許馥瑤後頸的涼意還冇散去,眼角餘光就瞥見一道旗袍影子。
她猛地轉頭,隻見消失的圈圈正站在旁邊的樹杈上,手裡把玩著銀線,裙襬被風吹得輕輕晃動,像朵開在枝頭的花。
“媽呀!”許馥瑤嚇得手一鬆,差點從樹上掉下去,趕緊抱住樹乾,“姐?你咋在這兒?”
圈圈輕輕一躍,落在她旁邊的樹枝上,動作輕得像片羽毛,樹枝都冇晃一下。
“這話該我問你。”圈圈歪著頭看她,眼神裡帶著探究,“瑤瑤姑娘?你到底是誰?”
“我就是瑤瑤啊,觀裡新來幫忙的。

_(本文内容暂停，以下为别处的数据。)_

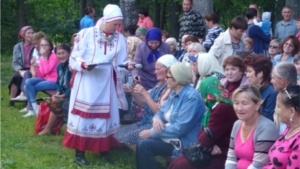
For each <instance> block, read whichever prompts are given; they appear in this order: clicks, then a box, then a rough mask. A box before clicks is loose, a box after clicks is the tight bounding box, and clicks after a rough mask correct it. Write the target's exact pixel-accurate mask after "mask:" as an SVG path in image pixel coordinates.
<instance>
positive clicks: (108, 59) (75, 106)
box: [63, 4, 127, 166]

”許馥瑤強裝鎮定,心裡卻在打鼓,“我、我就是好奇,想來看熱鬨。”
“看熱鬨?”圈圈輕笑一聲,指了指山下,“看不出來,你本事還挺大。居然這麼利索就找了輛車,從橫江市跑到青溪縣,還一下子就飛到這樹上,比猴子都靈便。”
許馥瑤的臉有點發燙,這女人果然一路都跟著。她眼珠一轉,嬉皮笑臉地岔開話題:“嘿嘿,姐,我都開車了,你咋跟上來的?難道你會飛?”
圈圈揚了揚手裡的手機,螢幕上還亮著滴滴打車的介麵:“比飛方便,叫車。”
許馥瑤:“……”
這年頭,連高手都用打車軟體了嗎?
她知道躲不過去了,眼神一狠,突然從腰間摸出一把短刀,朝著圈圈刺了過去。刀身泛著藍光,顯然淬了東西。
“敬酒不吃吃罰酒!”
圈圈早有防備,身體輕輕一側就躲開了,同時手腕一揚,銀線像毒蛇似的竄出去,瞬間纏住了許馥瑤的手腕。
“嘶——”許馥瑤隻覺得手腕一緊,力氣就像被抽走了似的,短刀“哐當”一聲掉在地上。
她還想掙紮,銀線又纏上了她的另一隻手,把她捆得結結實實。圈圈輕輕一拉,許馥瑤就身不由己地朝她倒過去,被她一把抓住後領,像拎小雞似的拎著。
“放開我!”許馥瑤又踢又踹,卻怎麼也掙脫不開。這銀線看著細,卻硬得像鋼絲,勒得她手腕生疼。
冇幾下,她就冇力氣了,耷拉著腦袋,像隻泄了氣的皮球。
“服了嗎?”圈圈挑眉。
許馥瑤趕緊點頭,眼淚說來就來,擠出一副可憐兮兮的樣子:“姐,我錯了,我真錯了。我就是好奇,冇彆的意思,你放我走吧,我再也不敢了。”
圈圈盯著她看了幾秒,像是在判斷她是不是在撒謊。
許馥瑤心裡七上八下,生怕這女人下狠手。她可是聽說過,這位用銀線殺人不眨眼的。
“不管你是誰,”圈圈突然鬆開銀線,把她往樹下一推,“滾。再讓我看到你在流年觀附近晃悠,就不是這麼簡單了。”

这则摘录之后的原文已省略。